Correctly set return size of 2d block read

jgu222 · igcbot · commit 384af597d26e · 2025-04-09T21:30:58.000+02:00
block 2d read requires that each block is multiple of GRF size,
thus the total size must be multiple of GRF size.

This change makes sure the size is multiple of GRF size.
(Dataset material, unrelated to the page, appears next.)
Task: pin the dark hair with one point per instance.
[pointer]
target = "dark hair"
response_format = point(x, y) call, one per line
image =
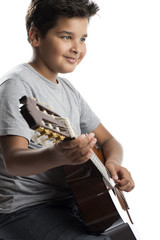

This
is required for correctness.
diff --git a/IGC/Compiler/CISACodeGen/CShader.cpp b/IGC/Compiler/CISACodeGen/CShader.cpp
@@ -1721,6 +1721,73 @@ uint CShader::GetNbElementAndMask(llvm::Value* value, uint32_t& mask)
             // Number elements = {num GRFs} * {num DWords in GRF} = {num GRFs} * 8;
             return int_cast<unsigned int>(cast<ConstantInt>(numGRFs)->getZExtValue() * 8);
         }
+        case GenISAIntrinsic::GenISA_LSC2DBlockRead:
+        case GenISAIntrinsic::GenISA_LSC2DBlockReadAddrPayload:
+        {
+            // 2D block read requires its block size to be multiple of GRF size.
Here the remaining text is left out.